Good Samaritan or Ripped Off?

258As my husband and I were coming out of the church driveway yesterday, we spotted a woman standing next to the road. She held an unfolded sign which said “Abandoned wife, needs rent money, disabled.” She was very disheveled looking. For safety’s sake, we had to drive past her on the way out, but my husband drove the car around and went back to speak to her. He asked if she had gone up to the church to talk to the priest, and she said that she was waiting for a ride. He gave her some money.

We drove back up the driveway, and went inside the church. My husband told the priest about the woman. The priest replied, “Again?!”

I asked, “Does she really need help, or is she just collecting money?”

The priest said that he didn’t know.

As my husband and I left the church again, the woman was gone. We spotted her a minute later walking down the road; her sign had been folded up and put back into her pocket.

These are the kinds of things we come across in the “real world.” Part of us wants to help, part of us is afraid of being ripped off. Also, we wonder, “doesn’t she have social security or something?” We really don’t like to “get our hands dirty.”

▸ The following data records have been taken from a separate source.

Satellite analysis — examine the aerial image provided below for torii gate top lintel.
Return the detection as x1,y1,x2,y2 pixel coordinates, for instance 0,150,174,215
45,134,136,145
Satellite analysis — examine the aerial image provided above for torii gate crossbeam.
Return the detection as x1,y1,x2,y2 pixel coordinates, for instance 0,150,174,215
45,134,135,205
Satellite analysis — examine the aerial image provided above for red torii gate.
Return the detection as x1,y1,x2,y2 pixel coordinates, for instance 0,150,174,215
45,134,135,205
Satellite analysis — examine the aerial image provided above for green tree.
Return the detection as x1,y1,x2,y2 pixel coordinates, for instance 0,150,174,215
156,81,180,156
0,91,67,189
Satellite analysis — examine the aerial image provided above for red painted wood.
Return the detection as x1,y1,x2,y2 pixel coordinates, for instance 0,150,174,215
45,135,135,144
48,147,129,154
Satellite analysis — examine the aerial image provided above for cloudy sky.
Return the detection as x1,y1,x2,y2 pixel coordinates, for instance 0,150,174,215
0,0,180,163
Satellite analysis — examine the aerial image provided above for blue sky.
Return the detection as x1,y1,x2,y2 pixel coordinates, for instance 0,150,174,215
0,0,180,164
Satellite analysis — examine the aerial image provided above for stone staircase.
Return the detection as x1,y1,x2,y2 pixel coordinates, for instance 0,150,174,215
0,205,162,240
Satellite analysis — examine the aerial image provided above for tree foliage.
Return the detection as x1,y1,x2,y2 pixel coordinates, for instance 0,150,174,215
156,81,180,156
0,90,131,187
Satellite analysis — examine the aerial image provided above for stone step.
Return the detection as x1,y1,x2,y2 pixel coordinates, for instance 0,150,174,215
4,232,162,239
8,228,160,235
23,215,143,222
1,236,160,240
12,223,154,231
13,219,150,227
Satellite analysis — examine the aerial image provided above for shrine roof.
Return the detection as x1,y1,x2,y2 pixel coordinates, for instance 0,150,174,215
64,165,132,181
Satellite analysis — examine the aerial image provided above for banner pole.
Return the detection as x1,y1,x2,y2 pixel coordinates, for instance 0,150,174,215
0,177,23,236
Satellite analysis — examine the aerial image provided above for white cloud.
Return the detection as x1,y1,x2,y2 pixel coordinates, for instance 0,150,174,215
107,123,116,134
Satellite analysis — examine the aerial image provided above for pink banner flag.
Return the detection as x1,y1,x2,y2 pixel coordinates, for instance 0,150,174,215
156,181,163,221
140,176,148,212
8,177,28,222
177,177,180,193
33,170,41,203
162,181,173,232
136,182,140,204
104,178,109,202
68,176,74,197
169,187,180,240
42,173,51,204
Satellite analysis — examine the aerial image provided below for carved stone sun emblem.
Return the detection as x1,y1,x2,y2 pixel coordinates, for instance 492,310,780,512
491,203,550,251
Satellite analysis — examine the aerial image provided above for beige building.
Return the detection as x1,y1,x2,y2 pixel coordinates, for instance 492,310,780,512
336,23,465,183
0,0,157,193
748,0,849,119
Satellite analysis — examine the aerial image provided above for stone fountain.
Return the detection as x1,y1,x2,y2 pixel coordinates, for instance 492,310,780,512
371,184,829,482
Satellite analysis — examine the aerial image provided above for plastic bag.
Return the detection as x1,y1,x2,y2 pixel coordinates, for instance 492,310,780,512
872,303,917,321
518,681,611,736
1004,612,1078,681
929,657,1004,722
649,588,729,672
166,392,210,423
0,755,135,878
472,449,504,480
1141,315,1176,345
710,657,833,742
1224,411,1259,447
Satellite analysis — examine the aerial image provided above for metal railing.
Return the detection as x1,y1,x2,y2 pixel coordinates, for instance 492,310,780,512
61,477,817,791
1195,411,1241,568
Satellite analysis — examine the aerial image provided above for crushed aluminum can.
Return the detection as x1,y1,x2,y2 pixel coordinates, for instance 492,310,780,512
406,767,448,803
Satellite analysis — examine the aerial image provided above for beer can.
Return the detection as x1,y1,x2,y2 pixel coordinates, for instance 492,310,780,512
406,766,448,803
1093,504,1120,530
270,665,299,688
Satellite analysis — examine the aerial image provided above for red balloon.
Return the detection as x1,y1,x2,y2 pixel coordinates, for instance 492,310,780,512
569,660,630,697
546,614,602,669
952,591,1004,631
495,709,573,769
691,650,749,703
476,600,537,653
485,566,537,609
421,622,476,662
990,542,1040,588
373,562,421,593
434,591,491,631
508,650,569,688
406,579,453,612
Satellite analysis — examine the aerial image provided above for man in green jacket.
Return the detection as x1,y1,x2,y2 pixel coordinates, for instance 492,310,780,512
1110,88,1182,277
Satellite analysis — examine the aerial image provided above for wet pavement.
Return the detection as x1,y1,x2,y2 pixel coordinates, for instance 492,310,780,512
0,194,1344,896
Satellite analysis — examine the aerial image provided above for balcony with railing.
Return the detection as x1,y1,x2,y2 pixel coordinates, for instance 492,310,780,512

I think in some cases, it’s best to pray and go with your gut. We both felt strongly about helping this woman. It wasn’t a real estate scam or a ponzi scheme. I think sometimes as Americans, we like to keep our distance. We stretch outside of our comfort zones when we help someone outside of our family.

I guess if I had it to do over again, I would have asked if she wanted a ride up the driveway to the church, and brought her in out of the cold and then see if we could do something to help her on a long-term basis.

Is our fear of being ripped off greater than our fear of obeying God?